CHICAGO - I believe he can fly. Maybe even touch the sky.
But with basketball evolving in a way where outside shooting has become the fulcrum of a vastly evolving game, can Kobe Paras consistently make jumpers and thrive in distant shores?
Even though he shot just 34 percent from the field in Season 83 of the UAAP as reported by SPIN.ph colleague Randolph Leongson, I am confident of this answer.
Yes, Kobe can.
I'm biased and I like the kid. I also have a vulnerability for comeback stories.
So, hell yeah, I'm excited that Benjie's other famous son has joined East West Private in an attempt to secure international opportunities.
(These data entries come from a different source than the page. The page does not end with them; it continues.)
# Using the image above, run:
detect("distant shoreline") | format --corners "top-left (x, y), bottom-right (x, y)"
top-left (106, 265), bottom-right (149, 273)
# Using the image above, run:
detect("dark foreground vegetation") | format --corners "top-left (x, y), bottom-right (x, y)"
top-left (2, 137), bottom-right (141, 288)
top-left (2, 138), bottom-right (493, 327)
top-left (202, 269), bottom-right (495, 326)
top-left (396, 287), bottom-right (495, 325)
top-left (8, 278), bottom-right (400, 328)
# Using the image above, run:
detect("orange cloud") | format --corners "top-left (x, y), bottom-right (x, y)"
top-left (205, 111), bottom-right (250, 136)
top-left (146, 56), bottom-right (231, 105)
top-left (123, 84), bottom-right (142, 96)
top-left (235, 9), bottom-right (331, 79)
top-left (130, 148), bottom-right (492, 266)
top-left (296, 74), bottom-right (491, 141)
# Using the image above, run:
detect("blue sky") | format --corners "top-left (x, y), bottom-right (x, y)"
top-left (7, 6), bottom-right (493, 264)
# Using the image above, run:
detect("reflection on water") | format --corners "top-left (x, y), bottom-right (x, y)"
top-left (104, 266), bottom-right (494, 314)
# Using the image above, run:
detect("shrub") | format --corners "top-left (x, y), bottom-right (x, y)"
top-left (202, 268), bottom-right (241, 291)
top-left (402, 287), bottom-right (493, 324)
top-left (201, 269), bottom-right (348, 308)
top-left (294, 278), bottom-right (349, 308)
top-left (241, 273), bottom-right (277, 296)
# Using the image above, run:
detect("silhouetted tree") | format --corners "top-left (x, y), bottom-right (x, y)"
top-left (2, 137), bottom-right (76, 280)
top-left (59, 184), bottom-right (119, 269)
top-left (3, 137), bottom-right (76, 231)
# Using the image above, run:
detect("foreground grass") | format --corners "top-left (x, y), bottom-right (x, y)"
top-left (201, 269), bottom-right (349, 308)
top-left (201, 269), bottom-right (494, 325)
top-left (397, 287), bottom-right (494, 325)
It's no secret that EWP took more hits than Taylor Swift following Kai Sotto's pullout from's Ignite G League team. But the management firm is still a gold star organization that will provide the trampoline for Paras to leap internationally.
It's not automatic, though.
EWP can only lay down the structure - shooting coaches, personal trainers, nutritionists, etc. Most of the grunt work will be all Kobe's.
And there will be plenty to unpack.
The scouting reports of ESPN's Mike Schmitz are revered like a bible among draft prospects and NBA executives. Here's what he said when Paras emerged from Cathedral High class of 2016.
"Excellent physical profile, 6-foot-7, with a strong frame and long arms. Bouncy athlete. Can play above the rim with ease."
AS FOR WEAKNESSES, A FEW WERE POINTED OUT, WITH EMPHASIS ON POINTED.
"Average passer who has room to improve. Almost always looking to score. Loves to isolate and force up off balance jumpers. Tunnel vision while he's on the move. Throws up wild lay-ups," Schmitz said.
"Has some edge to him but not always in a positive way. Talks a lot of trash. Comfortable but not an advanced ball handler. Needs to improve his footwork off the bounce," Schmitz added.
This schathing report was penned five years ago and there is a reasonable expectation that Kobe, now 23, has matured both as a player and a person.
But has he really?
My reporter friend Snow Badua is not quite ready to jump on the second overseas go-round of Paras ' bandwagon.
"It remains to be seen. He needs to step up his game."
Snow is cut from the same cloth as myself. Stubborn. Old-school. Impossible to please.
Leongson also comes from a place of authority and he thinks otherwise.
"I can say that the U.P stint really helped Kobe mature, not just as a player but as a person. He has learned to be more comfortable in his own skin while dealing with the pressure that come from being one, if not the best player in such a talented team."
It is a notion embraced by John Bryan Ulanday, who covers the UAAP for The Philippine Star.
Citing feats that include leading the Fighting Maroons to a second seed and joining the Mythical Team, Ulanday believes Kobe has improved immensely.
"It also helped that he is at home. Playing for UP with a passionate crowd," Ulanday concluded while adding that "under EWP with top-notch US competition and exposure, he is about to get even better."
When I spoke to Kobe a few years ago, my interview was repeatedly interrupted by a handler who seemed more interested with a clothing line and a potential music career for drop-dead handsome Paras.
This time, under the soaring wings of EWP, I pray the focus will be solely on basketball.
If Kobe does that, the possibilities are endless.